How to make your software tamperproof

This is a chapter excerpt from: Surreptitious Software: Obfuscation, Watermarking, and Tamperproofing for Software Protection. Inside you will learn about tamperproofing and securing your software application.

Book cover

To tamperproof a program is to ensure that it "executes as intended," even in the presence of an adversary who tries to disrupt, monitor, or change the execution. Note that this is different from obfuscation, where the intent is to make it difficult for the attacker to understand the program. In practice, the boundary between tamperproofing and obfuscation is a blurry one: A program that is harder to understand because it's been obfuscated ought to also be more difficult to modify! For example, an attacker who can't find the decrypt () function in a DRM media player because it's been thoroughly obfuscated also won't be able to modify it or even monitor it by setting a breakpoint on it.

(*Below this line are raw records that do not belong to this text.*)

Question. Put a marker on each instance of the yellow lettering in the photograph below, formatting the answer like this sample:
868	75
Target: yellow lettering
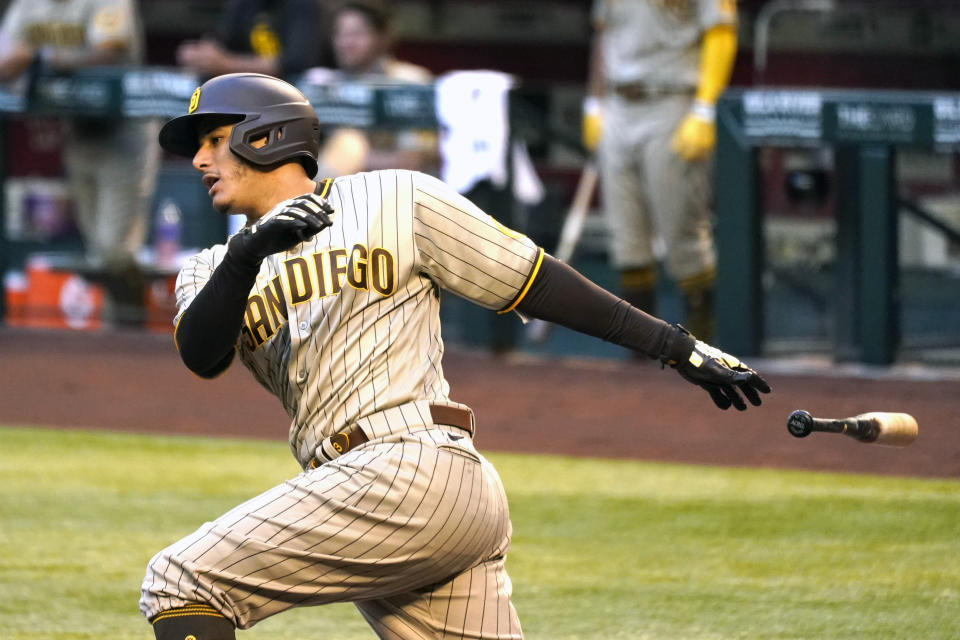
257	320
357	273
298	280
276	303
383	268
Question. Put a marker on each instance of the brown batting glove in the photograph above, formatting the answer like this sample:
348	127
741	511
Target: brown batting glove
721	374
299	219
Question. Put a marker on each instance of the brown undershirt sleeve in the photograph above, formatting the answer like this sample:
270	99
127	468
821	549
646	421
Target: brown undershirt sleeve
561	295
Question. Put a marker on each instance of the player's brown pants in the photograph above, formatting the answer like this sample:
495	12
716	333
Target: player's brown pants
413	528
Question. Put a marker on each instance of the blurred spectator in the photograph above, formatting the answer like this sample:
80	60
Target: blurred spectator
656	73
111	163
277	37
362	42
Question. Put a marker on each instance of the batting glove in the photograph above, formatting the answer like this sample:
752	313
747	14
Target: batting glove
297	220
696	136
722	375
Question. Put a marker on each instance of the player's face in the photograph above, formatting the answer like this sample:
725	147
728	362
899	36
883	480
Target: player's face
233	186
356	44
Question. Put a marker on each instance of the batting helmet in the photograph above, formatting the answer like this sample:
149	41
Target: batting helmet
260	106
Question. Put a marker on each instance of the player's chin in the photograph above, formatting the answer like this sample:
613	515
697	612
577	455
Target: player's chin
222	205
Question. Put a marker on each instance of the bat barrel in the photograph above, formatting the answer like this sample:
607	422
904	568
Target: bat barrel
892	429
878	427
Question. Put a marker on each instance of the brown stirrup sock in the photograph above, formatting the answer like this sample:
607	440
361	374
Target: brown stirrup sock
638	286
192	622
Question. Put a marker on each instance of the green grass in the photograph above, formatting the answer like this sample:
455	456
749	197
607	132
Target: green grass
602	549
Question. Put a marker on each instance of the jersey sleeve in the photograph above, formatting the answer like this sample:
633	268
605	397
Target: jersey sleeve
194	274
466	251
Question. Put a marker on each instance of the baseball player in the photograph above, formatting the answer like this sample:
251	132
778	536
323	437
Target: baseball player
657	69
330	296
111	163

The dynamic obfuscation algorithms in Chapter 6 (Dynamic Obfuscation), in particular, have often been used to prevent tampering. In this book, we take the view that a pure tamperproofing algorithm not only makes tampering difficult but is also able to detect when tampering has occurred and to respond to the attack by in some way punishing the user. In practice, tamperproofing is always combined with obfuscation:

  1. 1. If you both obfuscate and tamperproof your code, an attacker who, in spite of the tamperproofing, is able to extract the code still has to de-obfuscate it in order to understand it;
  2. 2. Code that you insert to test for tampering or affect a response to tampering must be obfuscated in order to prevent the attacker from easily discovering it.
About this book
This is a chapter excerpt from, Surreptitious Software: Obfuscation, Watermarking, and Tamperproofing for Software Protection.

About the authors:
Christian Collberg and Jasvir Nagra bring together techniques drawn from related areas of computer science, including cryptography, steganography, watermarking, software metrics, reverse engineering, and compiler optimization. Using extensive sample code, they show readers how to implement protection schemes ranging from code obfuscation and software fingerprinting to tamperproofing and birthmarking, and discuss the theoretical and practical limitations of these techniques.

Watermarking and tamperproofing are also related. In fact, if perfect tamperproofing were available, watermarking would be easy: Just watermark with any trivial algorithm, tamperproof, and by definition the attacker will not be able to destroy the mark! It's precisely because we don't have perfect tamperproofing that we need to worry about watermarking stealth: We have to assume that an attacker who can find a watermark will also be able to modify the program to destroy the mark.

The prototypical tamperproofing scenario is preventing an adversary from removing license-checking code from your program. So ideally, if the adversary is able to change your code on the left to the code on the right, the program would stop working for him:

One way of thinking about this is to note that the program consists of two pieces of semantics: the piece that both you and the adversary want to maintain (because it constitutes the core functionality of the program) and the piece that you want to maintain but that the adversary wants to remove or alter (the license check). Clearly, maintaining the core semantics and removing the checking semantics are both important to the adversary. If not, it would be easy for him to destroy the tamperproofing code: Simply destroy the program in its entirety! The adversary may also want to add code to the program in order to make it perform a function that you have left out, such as the print function in an evaluation copy of a program.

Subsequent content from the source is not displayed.